Permaculture, what is it?
“Permaculture is a systemic and comprehensive method which aims to design systems (eg human habitats and agricultural systems but this can be applied to any system) by drawing inspiration from natural ecology (biomimicry) and of tradition »Wikipedia.
permaculture or “permanent agriculture” is to take inspiration from nature to meet our needs without degrading the planet.
Ethics and the main principles
Ethics have an important place in permaculture and are based on three main principles defined by its founders: taking care of the earth, taking care of people and sharing equitably.
The method consists in considering the garden in a global way, taking into account the existing but also the interactions of all the elements that constitute it: plants, animals, people. It makes it possible to strive for autonomy by cultivating, almost everywhere, edible plants while saving natural resources but also time.
In practice, what does permaculture give?
In permaculture, the range of practices is wide since we reason in terms of systems where everything is intimately linked and where we must constantly adapt our techniques to the evolution of our garden. Among the many practices, three seem essential to me:
The conception or “design”
To make a permacultural system work, the design stage is crucial. It makes it possible to organize and link spaces between them, takes into account the habitat and is based on careful observations of the existing, of nature … It is a starting point which is not intended to freeze the garden, it will be brought to evolve, as it grows and experiments.
Respect for the soil
Tillage, in its traditional conception, is almost absent in permaculture. No deep plowing with the tractor but a very particular care for the living beings which inhabit it, factor of humus. As in the organic garden, mulching plays an essential role in permaculture. It limits weeding and watering, protects the soil and maintains its fertility. Strictly speaking, the concept of waste does not exist: everything is a resource!
Cultivation on buttle
Among the best-known techniques, the butte is emblematic (and on the menu, the recipes are numerous: “filled” forest mound, sandwich mounds and even lasagna!). They are appreciated for their ergonomics and allow abundant harvesting on a small area. Deemed to be self-fertile and maintenance-free, they are durable. Once mounted, they no longer require tillage. Not necessarily useful everywhere, these mounds are nevertheless providential in degraded environments and wherever the soil depth is not sufficient.
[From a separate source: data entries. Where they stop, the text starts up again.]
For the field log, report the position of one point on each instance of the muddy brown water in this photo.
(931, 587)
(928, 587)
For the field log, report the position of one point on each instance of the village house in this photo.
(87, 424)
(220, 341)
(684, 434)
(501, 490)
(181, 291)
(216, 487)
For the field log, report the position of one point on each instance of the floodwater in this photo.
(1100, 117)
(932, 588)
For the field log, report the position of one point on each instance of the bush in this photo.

The excesses of permaculture: beware of the gurus!
Much more than a gardening or market gardening method, permaculture is sometimes presented as a philosophy and this is where the shoe pinches sometimes. Because, from philosophy to religion, there is sometimes only one step … which can be taken quickly, with a whole set of positions that are sometimes fanciful, more or less open.
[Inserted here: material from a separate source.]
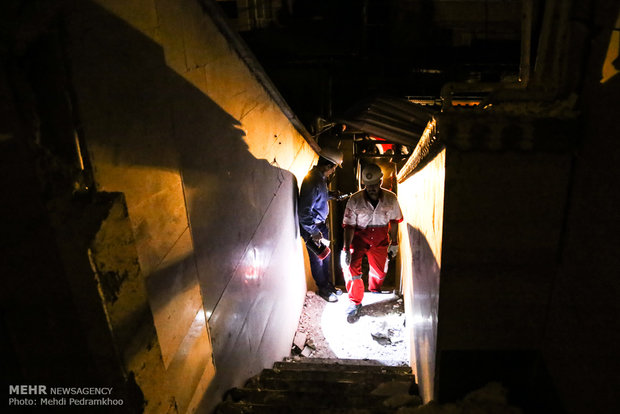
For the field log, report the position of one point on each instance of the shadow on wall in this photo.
(425, 303)
(143, 125)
Likewise, permaculture does not seem to be immune to the law of supply and demand. While natural or organic gardening courses are rather rare, the supply of permaculture internships has literally exploded in recent years. Alongside serious centers now flourish many e-book or online training proposals, of questionable quality. And as you might expect, this knowledge is not shared for free. Prices can easily reach several hundred euros. Don’t be fooled, you don’t become a permaculturist in a few hours!